Ingredients for 3 servings:
- 100 ml water
- 4 g fresh yeast
- 100 g spelt flour type 630
- 6 tbsp extra virgin olive oil
- ½ tsp salt
- ½ tsp black pepper from the mill
- 1 tsp rosemary, fresh, chopped
- 1 tbsp cream cheese
- 1 tsp tomato paste, 3x concentrated
- 1 tbsp basil, freshly chopped
- 6 tbsp vegetables of your choice, cooked
- 50 g Emmental cheese, grated
- Fat for the mold
Instructions
Working time approx. 10 minutes; Cooking/baking time approx. 30 minutes; Total time approx. 40 minutes
filled with leftover vegetables
For the pancake batter, dissolve the yeast in 100 ml of lukewarm water and let stand for about half an hour. Combine the flour, salt, rosemary, and 2 tablespoons of olive oil, add the yeast water, and mix well. Cover and let rise for about half an hour. Thin the batter with lukewarm water until you have a runny pancake batter. For each pancake, heat a tablespoon of oil in a medium-sized pan and pour in 1/3 of the batter. Once the batter has set, flip the pancake and cook on the other side. Repeat with the remaining batter.
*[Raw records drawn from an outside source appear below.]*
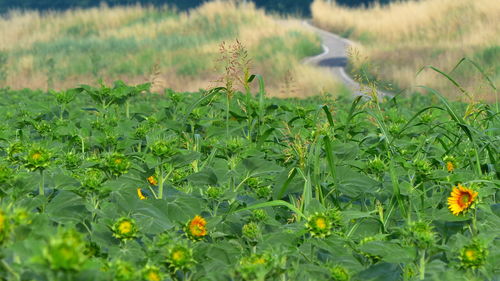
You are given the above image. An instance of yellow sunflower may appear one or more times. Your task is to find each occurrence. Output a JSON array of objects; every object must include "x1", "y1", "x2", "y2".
[
  {"x1": 137, "y1": 188, "x2": 146, "y2": 200},
  {"x1": 186, "y1": 216, "x2": 207, "y2": 240},
  {"x1": 147, "y1": 175, "x2": 158, "y2": 185},
  {"x1": 448, "y1": 184, "x2": 478, "y2": 216}
]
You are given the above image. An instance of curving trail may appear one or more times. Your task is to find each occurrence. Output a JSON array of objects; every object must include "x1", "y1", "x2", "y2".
[{"x1": 303, "y1": 21, "x2": 393, "y2": 97}]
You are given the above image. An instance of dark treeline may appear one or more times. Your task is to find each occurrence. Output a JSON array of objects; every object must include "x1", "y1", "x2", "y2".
[{"x1": 0, "y1": 0, "x2": 391, "y2": 16}]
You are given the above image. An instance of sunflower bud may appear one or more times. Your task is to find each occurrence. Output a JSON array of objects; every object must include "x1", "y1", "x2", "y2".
[
  {"x1": 443, "y1": 155, "x2": 458, "y2": 173},
  {"x1": 142, "y1": 265, "x2": 163, "y2": 281},
  {"x1": 404, "y1": 221, "x2": 436, "y2": 249},
  {"x1": 330, "y1": 265, "x2": 351, "y2": 281},
  {"x1": 111, "y1": 260, "x2": 137, "y2": 281},
  {"x1": 111, "y1": 217, "x2": 138, "y2": 241},
  {"x1": 306, "y1": 213, "x2": 333, "y2": 238},
  {"x1": 167, "y1": 244, "x2": 194, "y2": 271},
  {"x1": 25, "y1": 147, "x2": 52, "y2": 171},
  {"x1": 105, "y1": 153, "x2": 130, "y2": 176},
  {"x1": 184, "y1": 213, "x2": 207, "y2": 240},
  {"x1": 241, "y1": 222, "x2": 261, "y2": 241}
]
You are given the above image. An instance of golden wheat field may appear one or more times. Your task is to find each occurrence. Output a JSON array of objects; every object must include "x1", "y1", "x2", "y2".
[
  {"x1": 311, "y1": 0, "x2": 500, "y2": 101},
  {"x1": 0, "y1": 1, "x2": 342, "y2": 97}
]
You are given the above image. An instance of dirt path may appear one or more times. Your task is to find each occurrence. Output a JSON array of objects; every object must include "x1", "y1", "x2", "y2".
[{"x1": 303, "y1": 21, "x2": 392, "y2": 96}]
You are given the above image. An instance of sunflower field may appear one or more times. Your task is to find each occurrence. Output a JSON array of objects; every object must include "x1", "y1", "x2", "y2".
[{"x1": 0, "y1": 76, "x2": 500, "y2": 281}]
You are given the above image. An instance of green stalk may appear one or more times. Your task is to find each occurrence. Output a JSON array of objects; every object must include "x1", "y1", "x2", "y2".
[
  {"x1": 418, "y1": 249, "x2": 425, "y2": 280},
  {"x1": 38, "y1": 170, "x2": 45, "y2": 196},
  {"x1": 125, "y1": 99, "x2": 130, "y2": 119},
  {"x1": 226, "y1": 93, "x2": 229, "y2": 140},
  {"x1": 158, "y1": 163, "x2": 165, "y2": 199}
]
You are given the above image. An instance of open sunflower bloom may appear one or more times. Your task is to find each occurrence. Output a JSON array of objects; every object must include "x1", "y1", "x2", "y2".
[{"x1": 448, "y1": 184, "x2": 478, "y2": 216}]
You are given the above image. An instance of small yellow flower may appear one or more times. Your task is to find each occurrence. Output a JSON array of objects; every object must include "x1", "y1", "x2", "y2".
[
  {"x1": 446, "y1": 161, "x2": 455, "y2": 173},
  {"x1": 142, "y1": 266, "x2": 163, "y2": 281},
  {"x1": 137, "y1": 188, "x2": 146, "y2": 200},
  {"x1": 147, "y1": 176, "x2": 158, "y2": 185},
  {"x1": 118, "y1": 221, "x2": 132, "y2": 234},
  {"x1": 448, "y1": 184, "x2": 478, "y2": 216},
  {"x1": 186, "y1": 216, "x2": 207, "y2": 240},
  {"x1": 306, "y1": 213, "x2": 333, "y2": 238}
]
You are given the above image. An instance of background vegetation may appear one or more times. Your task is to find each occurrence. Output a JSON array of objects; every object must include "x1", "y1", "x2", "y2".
[
  {"x1": 0, "y1": 0, "x2": 398, "y2": 16},
  {"x1": 0, "y1": 2, "x2": 346, "y2": 96},
  {"x1": 312, "y1": 0, "x2": 500, "y2": 100}
]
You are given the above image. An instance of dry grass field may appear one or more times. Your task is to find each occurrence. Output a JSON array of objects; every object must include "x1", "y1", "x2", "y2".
[
  {"x1": 312, "y1": 0, "x2": 500, "y2": 101},
  {"x1": 0, "y1": 2, "x2": 348, "y2": 97}
]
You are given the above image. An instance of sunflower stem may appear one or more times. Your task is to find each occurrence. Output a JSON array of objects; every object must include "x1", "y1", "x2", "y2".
[
  {"x1": 418, "y1": 249, "x2": 425, "y2": 280},
  {"x1": 158, "y1": 163, "x2": 165, "y2": 199}
]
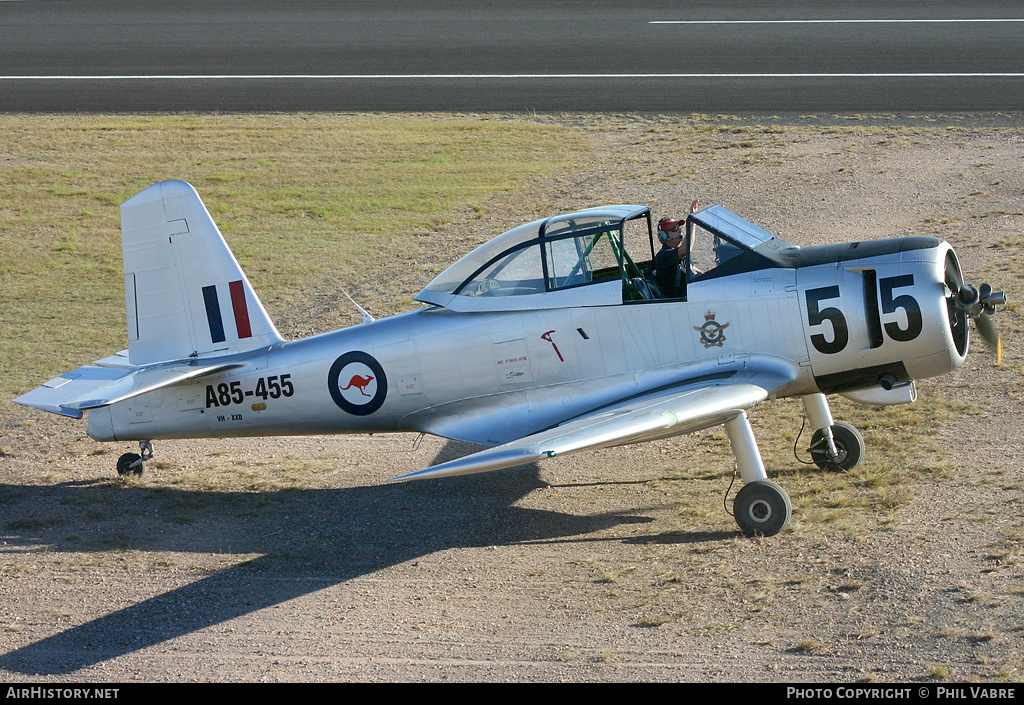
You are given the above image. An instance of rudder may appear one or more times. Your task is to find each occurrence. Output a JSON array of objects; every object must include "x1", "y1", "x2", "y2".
[{"x1": 121, "y1": 181, "x2": 283, "y2": 365}]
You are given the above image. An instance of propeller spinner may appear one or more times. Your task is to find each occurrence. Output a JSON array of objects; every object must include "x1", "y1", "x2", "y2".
[{"x1": 946, "y1": 272, "x2": 1007, "y2": 365}]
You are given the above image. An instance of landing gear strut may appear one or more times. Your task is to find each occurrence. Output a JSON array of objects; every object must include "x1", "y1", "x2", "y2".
[
  {"x1": 725, "y1": 412, "x2": 793, "y2": 536},
  {"x1": 804, "y1": 395, "x2": 864, "y2": 471},
  {"x1": 118, "y1": 441, "x2": 153, "y2": 478}
]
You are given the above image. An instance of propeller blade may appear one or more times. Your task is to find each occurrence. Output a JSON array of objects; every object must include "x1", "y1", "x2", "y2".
[{"x1": 975, "y1": 314, "x2": 1002, "y2": 365}]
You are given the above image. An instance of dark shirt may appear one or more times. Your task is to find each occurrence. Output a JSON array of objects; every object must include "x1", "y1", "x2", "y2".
[{"x1": 654, "y1": 245, "x2": 686, "y2": 298}]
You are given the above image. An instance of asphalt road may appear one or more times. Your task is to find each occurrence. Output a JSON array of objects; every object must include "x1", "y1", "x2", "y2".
[{"x1": 0, "y1": 0, "x2": 1024, "y2": 113}]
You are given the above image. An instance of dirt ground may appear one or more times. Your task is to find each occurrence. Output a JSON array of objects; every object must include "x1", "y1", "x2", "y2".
[{"x1": 0, "y1": 111, "x2": 1024, "y2": 682}]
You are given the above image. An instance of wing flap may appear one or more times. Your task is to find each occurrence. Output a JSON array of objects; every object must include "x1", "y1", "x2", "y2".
[{"x1": 394, "y1": 383, "x2": 768, "y2": 481}]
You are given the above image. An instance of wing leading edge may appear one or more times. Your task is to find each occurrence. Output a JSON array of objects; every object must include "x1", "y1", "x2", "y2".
[{"x1": 393, "y1": 383, "x2": 769, "y2": 481}]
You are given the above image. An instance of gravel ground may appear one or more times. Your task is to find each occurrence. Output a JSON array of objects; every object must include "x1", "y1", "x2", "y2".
[{"x1": 0, "y1": 111, "x2": 1024, "y2": 682}]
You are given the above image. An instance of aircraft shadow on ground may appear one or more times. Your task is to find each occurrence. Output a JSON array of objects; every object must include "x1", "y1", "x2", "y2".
[{"x1": 0, "y1": 444, "x2": 647, "y2": 675}]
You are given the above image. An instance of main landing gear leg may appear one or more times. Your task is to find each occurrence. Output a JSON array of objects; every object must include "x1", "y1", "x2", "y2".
[
  {"x1": 725, "y1": 411, "x2": 793, "y2": 536},
  {"x1": 803, "y1": 393, "x2": 864, "y2": 470},
  {"x1": 118, "y1": 441, "x2": 153, "y2": 476}
]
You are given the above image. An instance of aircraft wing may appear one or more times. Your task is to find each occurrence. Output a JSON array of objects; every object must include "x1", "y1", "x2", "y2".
[
  {"x1": 393, "y1": 382, "x2": 769, "y2": 481},
  {"x1": 14, "y1": 355, "x2": 245, "y2": 418}
]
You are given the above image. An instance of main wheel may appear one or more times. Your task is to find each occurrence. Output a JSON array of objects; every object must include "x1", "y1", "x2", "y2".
[
  {"x1": 118, "y1": 453, "x2": 142, "y2": 478},
  {"x1": 732, "y1": 480, "x2": 793, "y2": 536},
  {"x1": 810, "y1": 421, "x2": 864, "y2": 472}
]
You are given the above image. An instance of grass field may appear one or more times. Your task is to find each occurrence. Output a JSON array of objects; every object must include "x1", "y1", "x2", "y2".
[{"x1": 0, "y1": 115, "x2": 588, "y2": 409}]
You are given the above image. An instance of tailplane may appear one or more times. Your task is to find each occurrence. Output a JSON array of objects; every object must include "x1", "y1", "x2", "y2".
[{"x1": 121, "y1": 181, "x2": 283, "y2": 365}]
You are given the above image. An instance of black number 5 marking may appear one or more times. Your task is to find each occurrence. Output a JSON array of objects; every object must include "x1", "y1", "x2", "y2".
[
  {"x1": 807, "y1": 286, "x2": 850, "y2": 355},
  {"x1": 879, "y1": 275, "x2": 924, "y2": 342}
]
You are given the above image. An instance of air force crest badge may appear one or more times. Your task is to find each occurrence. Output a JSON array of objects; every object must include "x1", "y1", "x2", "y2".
[{"x1": 693, "y1": 310, "x2": 729, "y2": 347}]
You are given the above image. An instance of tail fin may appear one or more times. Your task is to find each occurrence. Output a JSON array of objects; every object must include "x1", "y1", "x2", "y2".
[{"x1": 121, "y1": 181, "x2": 282, "y2": 365}]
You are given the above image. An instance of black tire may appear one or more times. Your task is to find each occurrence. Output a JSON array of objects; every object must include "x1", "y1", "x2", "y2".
[
  {"x1": 118, "y1": 453, "x2": 142, "y2": 478},
  {"x1": 732, "y1": 480, "x2": 793, "y2": 536},
  {"x1": 809, "y1": 421, "x2": 864, "y2": 472}
]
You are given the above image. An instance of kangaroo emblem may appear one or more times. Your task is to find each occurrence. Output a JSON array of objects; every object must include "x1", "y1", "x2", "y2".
[{"x1": 339, "y1": 375, "x2": 374, "y2": 397}]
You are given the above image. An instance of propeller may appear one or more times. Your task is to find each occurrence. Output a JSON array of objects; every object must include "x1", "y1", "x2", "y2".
[{"x1": 946, "y1": 278, "x2": 1007, "y2": 365}]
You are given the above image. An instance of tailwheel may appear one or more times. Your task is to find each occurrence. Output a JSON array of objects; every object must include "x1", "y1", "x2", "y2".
[
  {"x1": 732, "y1": 480, "x2": 793, "y2": 536},
  {"x1": 118, "y1": 441, "x2": 153, "y2": 478},
  {"x1": 809, "y1": 421, "x2": 864, "y2": 472}
]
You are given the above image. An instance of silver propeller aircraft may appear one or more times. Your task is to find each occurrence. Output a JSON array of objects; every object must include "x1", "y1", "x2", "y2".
[{"x1": 14, "y1": 181, "x2": 1005, "y2": 535}]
Mix the cream cheese with tomato paste, basil, salt, and pepper and spread it over the pancakes. Place two to three tablespoons of prepared vegetables in the center of each pancake, roll them up, and place them in a greased baking dish. Bake the pancakes at approximately 200°C (convection oven) for 20 minutes. Then spread the grated cheese on top and bake for about 5-10 minutes, until the cheese reaches the desired degree of browning. Arrange the filled pancakes on warmed plates and serve with salad.